Modeling suggests that massive volcanic CO2 input can cause the depth at which seawater dissolves calcium carbonate to rise by a full kilometer. That matters because shell-building organisms, from tiny plankton to corals, depend on carbonate-saturated water to maintain their skeletons. A sustained eruption could threaten these organisms across broad regions of the Pacific, disrupting the base of the marine food web.
Would It Affect the Climate?
This is where depth matters enormously. At nearly 2,000 meters below the surface, volcanic gases don’t simply shoot into the atmosphere the way they would from a land volcano. The ocean absorbs and dilutes much of the CO2 before it reaches the air. Research on deep-sea volcanism shows that even active submarine volcanoes contribute only a fraction of the CO2 that land-based or shallow-water volcanoes add to the atmosphere.
However, Tamu Massif wouldn’t be a normal submarine eruption. If it produced lava volumes anything like its original formation, the CO2 output could overwhelm the ocean’s buffering capacity over time. Dissolved CO2 eventually equilibrates with the atmosphere, meaning a sustained, massive eruption would gradually increase atmospheric carbon levels. The timescale would be slower than a Yellowstone-style land eruption, taking years to decades rather than days, but the total carbon released could be comparable or larger given the volcano’s size.
Large igneous province eruptions in Earth’s past have driven global temperatures up by several degrees over thousands of years. A full-scale Tamu Massif eruption sustained over geological time would have similar potential, though the warming would unfold gradually rather than as a sudden catastrophe.
Tsunamis and Surface Hazards
A deep-water eruption at Tamu Massif’s depth would not generate the kind of tsunami you might fear. Tsunamis from volcanic activity are typically caused by caldera collapses, flank collapses, or explosive eruptions in shallow water. Tamu Massif’s eruption style is effusive, with lava oozing outward along extremely gentle slopes. There’s no steep edifice to collapse and no shallow explosion to displace water.
The nearest populated coastlines, in Japan and the Pacific islands, would likely see no direct wave threat from the eruption itself. The real danger to people on land would come indirectly: declining fisheries from ocean acidification and oxygen loss, and long-term climate warming if the eruption persisted.
Why This Remains Purely Hypothetical
Tamu Massif has been dead for roughly 145 million years.
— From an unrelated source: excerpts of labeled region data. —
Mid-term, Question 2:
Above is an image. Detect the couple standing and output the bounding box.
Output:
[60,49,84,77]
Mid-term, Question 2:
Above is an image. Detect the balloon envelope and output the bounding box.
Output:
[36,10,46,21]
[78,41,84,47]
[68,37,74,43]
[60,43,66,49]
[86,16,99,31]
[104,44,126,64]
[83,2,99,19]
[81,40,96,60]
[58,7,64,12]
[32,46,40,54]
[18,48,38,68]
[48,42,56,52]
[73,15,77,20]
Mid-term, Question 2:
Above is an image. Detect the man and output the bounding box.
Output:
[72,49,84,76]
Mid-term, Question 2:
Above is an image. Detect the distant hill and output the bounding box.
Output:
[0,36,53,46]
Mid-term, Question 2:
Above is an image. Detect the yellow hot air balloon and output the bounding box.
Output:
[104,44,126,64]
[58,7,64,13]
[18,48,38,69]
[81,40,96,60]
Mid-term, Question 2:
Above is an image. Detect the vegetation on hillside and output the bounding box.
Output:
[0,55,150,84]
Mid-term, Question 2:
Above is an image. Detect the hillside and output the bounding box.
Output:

It formed during the Cretaceous period when dinosaurs dominated the planet, and it went inactive within a few million years of its birth. There is no magma chamber beneath it, no seismic activity suggesting reactivation, and no geological mechanism that would restart it.
It’s also worth noting that a 2019 study using magnetic anomaly mapping found evidence that Tamu Massif may not even be a true shield volcano in the traditional sense. The magnetic patterns suggest it was built by an unusual concentration of volcanism along a mid-ocean spreading ridge rather than from a single central vent fed by a deep mantle plume. If that interpretation is correct, reactivation would require the restart of a tectonic spreading center that has been dormant since the Jurassic-Cretaceous boundary. In geological terms, that’s not going to happen.
The value of the thought experiment is what it reveals about scale. Tamu Massif belongs to the same class of volcanic structures that have driven mass extinctions in Earth’s deep past. Its existence is a reminder that the planet is capable of volcanism far beyond anything humans have witnessed.